Let me begin with a personal caveat. Not only has my life essentially spanned that of the digital computer, but my particular area of study, nuclear energy, both stimulated and drove the development of this technology during much of its history.

All of my activities, from research to teaching, from administration to communication, have been influenced by this technology from the earliest days of my career. After all, the objects of my study, whether they were nuclear fission reactors or inertially confined thermonuclear fusion reactions or nuclear rocket engines, were hardly the phenomenon for laboratory study. Instead elaborate computer models were constructed to simulate such systems, relying on sophisticated mathematics, physics, and engineering concepts. Even the fundamental physics was simulated at the microscopic level using Monte Carlo methods or molecular dynamics simulations.

But beyond the science itself, my life as a scholar, teacher, and administrator was reshaped by each new “killer app”

Looking back over my 30 years as a faculty member and academic administrator, it is hard to imagine how I could have functioned without these tools. Hence, you can regard my speculations about the future of the university as those of one whose career paralleled the evolution of this technology.

Even with this experience, it is difficult to understand and appreciate just how rapidly information technology is evolving. Four decades ago, one of the earliest computers, ENIAC, stood 10 feet tall, stretched 80 feet wide, included more than 17,000 vacuum tubes, and weight about 30 tons. (We have 10% of ENIAC on display as an artifact in the lobby of the computer science department at Michigan.) Today you can buy a musical greeting card with a silicon chip more powerful than ENIAC. Already a modern $1,000 notebook computer has more computing horsepower than a $20 million supercomputer of the early 1990s. For the first several decades of the information age, the evolution of hardware technology followed the trajectory predicted by “Moore’s Law”—that the chip density and consequent computing power for a given price doubles every eighteen months.4 This corresponds to a hundredfold increase in computing speed, storage capacity, and network transmission rates every decade. At such rates, by the year 2020, the thousand-dollar notebook computer will have a computing speed of 1 million gigahertz, a memory of thousands of terabits, and linkages to networks at data transmission speeds of gigabits per second. Put another way, it will have a data processing and memory capacity roughly comparable to the human brain.5

Yet the most dramatic impact on our world today from information technology is not in the continuing increase in computing power. It is in a dramatic increase in bandwidth, the rate at which we can transmit digital information. From the 300 bits-per-second modems of just a few years ago, we now routinely use 10-100 megabit-per-second local area networks in our offices and houses. Gigabit-per-second networks now provide the backbone communications to link local networks together, and with the rapid deployment of fiber optics cables and optical switching, terabit-per-second networks are just around the corner. Already the Internet links together hundreds of millions of people, and estimates are that within a few years, this number will surge to billions, a substantial fraction of the world’s population, driven in part by the fact that most economic activity will be based on digital communication. Bell Laboratories suggests that within two decades a “global communications skin” will have evolved, linking together billions of computers that handle the routine tasks of our society, from driving our cars to watering our lawns to maintaining our health.
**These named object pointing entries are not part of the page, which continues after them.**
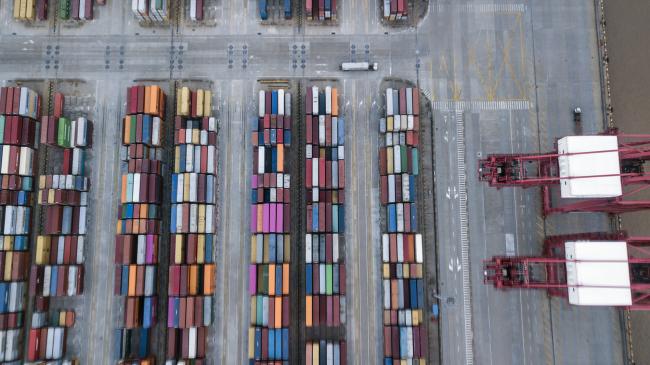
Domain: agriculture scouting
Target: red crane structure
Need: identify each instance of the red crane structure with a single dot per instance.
(603, 171)
(589, 269)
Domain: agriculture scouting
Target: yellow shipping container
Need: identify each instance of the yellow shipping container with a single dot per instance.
(271, 279)
(43, 244)
(199, 102)
(251, 341)
(207, 103)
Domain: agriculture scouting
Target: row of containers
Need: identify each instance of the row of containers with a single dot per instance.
(58, 268)
(404, 332)
(192, 227)
(325, 275)
(268, 337)
(37, 10)
(19, 111)
(318, 10)
(158, 11)
(139, 223)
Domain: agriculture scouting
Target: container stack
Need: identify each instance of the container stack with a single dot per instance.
(265, 4)
(196, 10)
(19, 127)
(402, 255)
(75, 9)
(48, 336)
(320, 9)
(324, 184)
(193, 217)
(325, 352)
(58, 268)
(270, 226)
(395, 10)
(156, 11)
(137, 241)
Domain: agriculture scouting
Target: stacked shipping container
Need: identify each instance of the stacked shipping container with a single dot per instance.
(19, 108)
(320, 9)
(402, 271)
(75, 9)
(193, 215)
(156, 11)
(395, 9)
(325, 353)
(264, 8)
(196, 10)
(324, 183)
(268, 339)
(58, 263)
(139, 220)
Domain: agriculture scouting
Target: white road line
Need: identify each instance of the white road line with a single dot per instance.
(464, 240)
(482, 8)
(480, 105)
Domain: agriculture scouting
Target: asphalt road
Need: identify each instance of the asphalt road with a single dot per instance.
(502, 77)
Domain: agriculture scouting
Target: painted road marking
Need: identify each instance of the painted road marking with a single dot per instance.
(482, 105)
(464, 240)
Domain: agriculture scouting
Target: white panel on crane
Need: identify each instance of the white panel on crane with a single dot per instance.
(575, 169)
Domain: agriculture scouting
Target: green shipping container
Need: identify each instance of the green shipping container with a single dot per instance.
(2, 128)
(328, 279)
(133, 128)
(416, 163)
(63, 136)
(64, 9)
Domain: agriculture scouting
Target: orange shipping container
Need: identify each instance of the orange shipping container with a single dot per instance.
(280, 158)
(285, 279)
(208, 279)
(272, 279)
(132, 273)
(278, 312)
(193, 273)
(308, 304)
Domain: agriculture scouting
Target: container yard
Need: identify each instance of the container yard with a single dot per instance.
(315, 182)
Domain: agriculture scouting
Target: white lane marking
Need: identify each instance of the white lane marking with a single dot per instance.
(464, 240)
(479, 105)
(482, 8)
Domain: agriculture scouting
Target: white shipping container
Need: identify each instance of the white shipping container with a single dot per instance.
(400, 248)
(141, 250)
(262, 104)
(386, 294)
(150, 280)
(335, 131)
(82, 220)
(385, 245)
(409, 101)
(49, 353)
(80, 249)
(314, 96)
(419, 254)
(287, 104)
(328, 100)
(389, 91)
(335, 248)
(192, 343)
(72, 279)
(397, 160)
(260, 160)
(308, 249)
(400, 217)
(406, 188)
(155, 131)
(59, 337)
(281, 102)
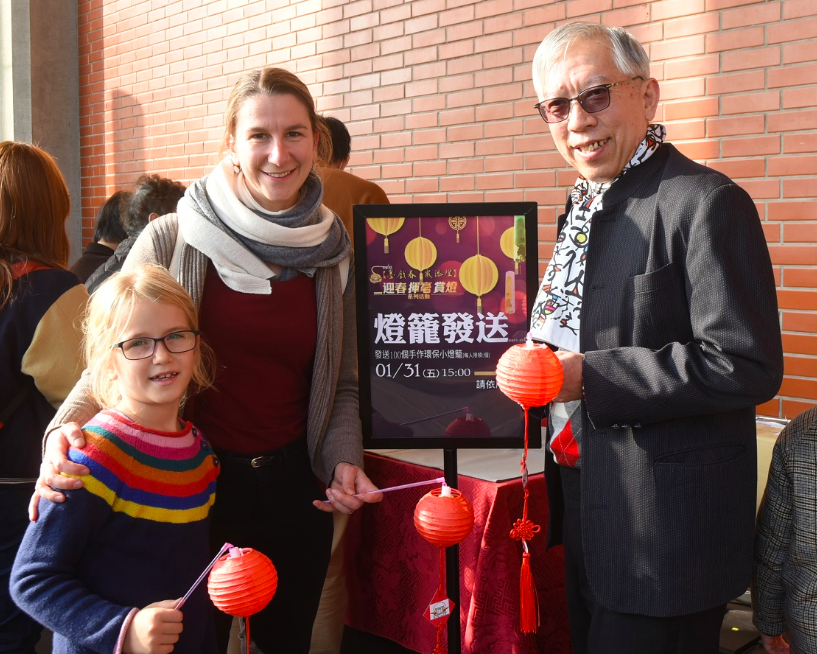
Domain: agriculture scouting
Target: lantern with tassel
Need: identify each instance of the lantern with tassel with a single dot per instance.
(444, 518)
(531, 376)
(242, 582)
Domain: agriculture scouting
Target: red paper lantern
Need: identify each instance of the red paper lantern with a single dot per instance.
(444, 518)
(529, 374)
(243, 583)
(444, 521)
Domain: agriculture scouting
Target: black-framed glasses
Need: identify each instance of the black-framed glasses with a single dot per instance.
(143, 347)
(592, 100)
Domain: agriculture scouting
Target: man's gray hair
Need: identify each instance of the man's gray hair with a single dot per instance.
(628, 54)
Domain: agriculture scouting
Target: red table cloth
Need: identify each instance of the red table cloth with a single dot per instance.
(392, 572)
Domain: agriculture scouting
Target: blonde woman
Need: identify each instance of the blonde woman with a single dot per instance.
(268, 267)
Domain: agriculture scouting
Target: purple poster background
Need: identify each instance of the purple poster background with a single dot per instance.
(441, 313)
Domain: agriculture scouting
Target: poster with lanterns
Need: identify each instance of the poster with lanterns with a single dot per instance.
(442, 291)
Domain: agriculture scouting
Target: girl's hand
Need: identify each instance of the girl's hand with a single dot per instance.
(348, 480)
(774, 644)
(154, 630)
(54, 462)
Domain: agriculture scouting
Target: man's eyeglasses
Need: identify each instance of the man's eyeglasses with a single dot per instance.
(592, 100)
(143, 347)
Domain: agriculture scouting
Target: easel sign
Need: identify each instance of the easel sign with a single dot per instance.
(442, 291)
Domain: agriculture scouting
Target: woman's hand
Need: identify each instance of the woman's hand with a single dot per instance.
(347, 481)
(154, 630)
(774, 644)
(54, 462)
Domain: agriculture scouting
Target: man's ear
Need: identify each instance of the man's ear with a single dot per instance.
(652, 94)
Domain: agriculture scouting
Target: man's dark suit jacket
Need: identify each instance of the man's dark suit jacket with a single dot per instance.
(681, 340)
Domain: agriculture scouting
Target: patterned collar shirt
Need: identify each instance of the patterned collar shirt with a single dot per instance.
(556, 315)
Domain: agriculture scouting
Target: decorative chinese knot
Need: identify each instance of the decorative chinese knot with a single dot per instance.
(444, 518)
(530, 375)
(242, 583)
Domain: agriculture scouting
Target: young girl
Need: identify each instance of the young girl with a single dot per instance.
(137, 532)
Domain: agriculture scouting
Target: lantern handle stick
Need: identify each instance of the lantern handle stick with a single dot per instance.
(187, 595)
(438, 480)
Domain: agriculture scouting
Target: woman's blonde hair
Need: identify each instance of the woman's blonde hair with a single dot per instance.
(34, 203)
(109, 311)
(275, 81)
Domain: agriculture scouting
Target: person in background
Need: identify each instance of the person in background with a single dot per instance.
(661, 300)
(784, 578)
(343, 190)
(41, 307)
(108, 234)
(269, 269)
(154, 196)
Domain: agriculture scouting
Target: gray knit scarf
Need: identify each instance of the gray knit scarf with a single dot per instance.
(250, 246)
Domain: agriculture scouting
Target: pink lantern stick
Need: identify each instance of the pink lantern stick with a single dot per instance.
(187, 595)
(438, 480)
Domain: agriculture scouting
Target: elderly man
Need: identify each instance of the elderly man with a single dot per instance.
(661, 300)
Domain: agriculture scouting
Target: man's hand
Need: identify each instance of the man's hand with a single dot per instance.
(572, 366)
(774, 644)
(348, 480)
(54, 462)
(154, 630)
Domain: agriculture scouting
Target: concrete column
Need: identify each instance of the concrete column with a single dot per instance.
(39, 88)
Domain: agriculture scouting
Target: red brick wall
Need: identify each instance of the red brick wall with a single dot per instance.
(438, 98)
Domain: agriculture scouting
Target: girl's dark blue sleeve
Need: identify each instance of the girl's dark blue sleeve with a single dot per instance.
(44, 582)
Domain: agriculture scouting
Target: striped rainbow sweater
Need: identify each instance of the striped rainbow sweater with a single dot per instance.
(137, 533)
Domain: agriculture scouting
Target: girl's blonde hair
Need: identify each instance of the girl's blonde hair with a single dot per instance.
(109, 312)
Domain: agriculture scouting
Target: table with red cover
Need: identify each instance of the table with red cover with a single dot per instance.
(392, 573)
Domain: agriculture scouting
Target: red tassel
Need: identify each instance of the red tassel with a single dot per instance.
(528, 604)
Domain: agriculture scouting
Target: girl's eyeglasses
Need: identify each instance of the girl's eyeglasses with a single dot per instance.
(143, 347)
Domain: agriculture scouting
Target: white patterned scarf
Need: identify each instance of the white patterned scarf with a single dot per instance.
(556, 315)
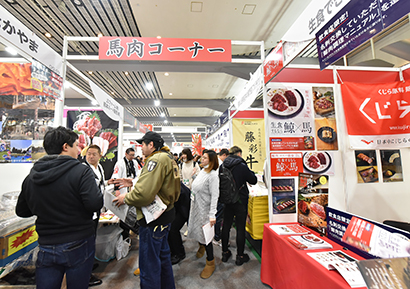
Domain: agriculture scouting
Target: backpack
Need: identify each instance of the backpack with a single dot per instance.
(228, 192)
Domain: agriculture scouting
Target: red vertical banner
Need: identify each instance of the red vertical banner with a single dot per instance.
(196, 144)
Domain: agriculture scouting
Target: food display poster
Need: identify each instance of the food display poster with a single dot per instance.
(319, 163)
(338, 221)
(29, 79)
(377, 115)
(290, 111)
(286, 164)
(301, 117)
(95, 127)
(313, 200)
(386, 273)
(366, 165)
(391, 165)
(283, 196)
(249, 135)
(375, 240)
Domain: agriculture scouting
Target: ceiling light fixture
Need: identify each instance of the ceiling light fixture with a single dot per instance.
(77, 2)
(149, 85)
(11, 51)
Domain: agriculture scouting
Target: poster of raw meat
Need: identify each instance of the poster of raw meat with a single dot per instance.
(290, 111)
(283, 196)
(20, 151)
(391, 165)
(366, 165)
(313, 200)
(318, 163)
(5, 153)
(37, 150)
(95, 127)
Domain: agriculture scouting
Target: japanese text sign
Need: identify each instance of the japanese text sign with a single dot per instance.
(356, 23)
(377, 115)
(110, 106)
(248, 134)
(164, 49)
(273, 63)
(13, 31)
(286, 164)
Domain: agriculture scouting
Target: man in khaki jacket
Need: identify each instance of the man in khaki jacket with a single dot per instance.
(159, 177)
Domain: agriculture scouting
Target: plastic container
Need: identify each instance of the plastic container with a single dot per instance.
(107, 237)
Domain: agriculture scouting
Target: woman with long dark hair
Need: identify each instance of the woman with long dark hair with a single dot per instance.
(204, 199)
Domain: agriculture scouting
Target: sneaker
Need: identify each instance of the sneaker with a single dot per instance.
(226, 255)
(241, 259)
(217, 243)
(137, 272)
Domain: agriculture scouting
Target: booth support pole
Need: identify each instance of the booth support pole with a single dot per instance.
(59, 105)
(120, 139)
(341, 142)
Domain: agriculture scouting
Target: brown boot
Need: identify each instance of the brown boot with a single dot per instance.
(208, 270)
(201, 251)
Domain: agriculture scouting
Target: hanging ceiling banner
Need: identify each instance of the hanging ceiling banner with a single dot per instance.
(316, 14)
(377, 115)
(356, 23)
(273, 63)
(110, 106)
(250, 91)
(13, 31)
(164, 49)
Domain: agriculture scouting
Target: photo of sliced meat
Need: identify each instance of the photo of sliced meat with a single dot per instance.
(313, 162)
(290, 96)
(321, 158)
(318, 210)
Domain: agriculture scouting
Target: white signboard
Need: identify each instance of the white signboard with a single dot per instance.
(14, 32)
(250, 91)
(110, 106)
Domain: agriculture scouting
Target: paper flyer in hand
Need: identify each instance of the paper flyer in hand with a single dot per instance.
(291, 229)
(309, 242)
(154, 210)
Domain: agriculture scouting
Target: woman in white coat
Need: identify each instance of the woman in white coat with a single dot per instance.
(204, 200)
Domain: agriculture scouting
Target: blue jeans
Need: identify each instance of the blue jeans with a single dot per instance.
(155, 258)
(75, 259)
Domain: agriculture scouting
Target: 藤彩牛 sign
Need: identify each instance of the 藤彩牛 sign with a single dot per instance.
(377, 115)
(164, 49)
(356, 23)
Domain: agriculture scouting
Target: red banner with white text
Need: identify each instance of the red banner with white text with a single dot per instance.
(377, 115)
(164, 49)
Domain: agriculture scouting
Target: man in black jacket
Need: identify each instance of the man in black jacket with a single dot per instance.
(63, 194)
(242, 175)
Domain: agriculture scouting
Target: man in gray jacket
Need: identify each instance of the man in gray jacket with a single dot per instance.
(63, 194)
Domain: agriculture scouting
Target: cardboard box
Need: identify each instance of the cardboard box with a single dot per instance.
(17, 243)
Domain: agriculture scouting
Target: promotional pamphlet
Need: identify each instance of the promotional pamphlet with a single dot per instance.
(376, 240)
(291, 229)
(343, 263)
(386, 273)
(309, 242)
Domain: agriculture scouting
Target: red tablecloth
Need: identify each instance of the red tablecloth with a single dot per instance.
(286, 267)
As a consequence, the nature of human interaction with the digital world—and with other humans through computer-mediated interactions—is evolving rapidly. We have moved beyond the simple text interactions of electronic mail and electronic conferencing to graphical-user interfaces (e.g., the Mac or Windows world) to voice to video. With the rapid development of sensors and robotic actuators, touch and action at a distance will soon be available. The world of the user is also increasing in sophistication, from the single dimension of text to the two-dimensional world of graphics to the three-dimensional world of simulation and role-playing. With virtual reality, it is likely that we will soon communicate with one another through simulated environments, through “telepresence,” perhaps guiding our own software representations, our digital agents, our avatars, to interact in a virtual world with those of our colleagues.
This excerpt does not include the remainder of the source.